Selain itu majelis hakim juga memberi tambahan hukuman berupa ganti rugi keuangan negara sebesar Rp 9,7 miliar dan bila tak mampu membayar, maka diganti dengan penjara selama 3 tahun.
Menurut hitungan Fahri, dari total kerugian negara itu, sebanyak Rp 5,50 miliar telah berada dalam rekening KPK. Rinciannya yaitu Rp 3,4 miliar disita dari saksi HH, Rp 1,5 miliar dikembalikan oleh saksi FHD dan Rp 150 juta dikembalikan saksi SKRN.
Dengan begitu, maka sisa kerugian negara yang harus dikembalikan terdakwa Abdul Latief adalah kurang lebih Rp 4,6 miliar.
“Andai uang di tiga saksi lain juga disita oleh KPK, maka klien kami terbebas dari kewajiban pengembalian itu, karena fakta di persidangan mengungkap bahwa uang itu tidak dipegang klien kami,” ungkapnya, Sabtu (26/8/2023).
Di tahun 2020, menurutnya ada 9 kepala dinas yang menyetor uang berkisar Rp 50 hingga 150 juta agar bisa naik atau pindah jabatan yang terjadi di Rumah Dinas Wakil Bupati Bangkalan.
Pada 2022, kemudian ada lima kepala dinas lain juga melakukan hal yang sama.
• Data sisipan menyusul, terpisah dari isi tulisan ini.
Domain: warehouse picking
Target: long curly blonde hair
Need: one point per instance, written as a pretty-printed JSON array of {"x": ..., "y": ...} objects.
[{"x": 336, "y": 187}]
Kasus inilah yang kemudian di OTT penyidik KPK dan menjerat Bupati Nonaktif Bangkalan R. Abdul Latif Amin.
Pihaknya meminta 9 kepala dinas lain yang juga terlibat gratifikasi agar diadili demi terpenuhi rasa keadilan di mata hukum.
“Sama-sama melakukan gratifikasi, tapi kenapa yang sembilan kepala dinas tidak diusut oleh KPK,” pungkas Fahri. (ang)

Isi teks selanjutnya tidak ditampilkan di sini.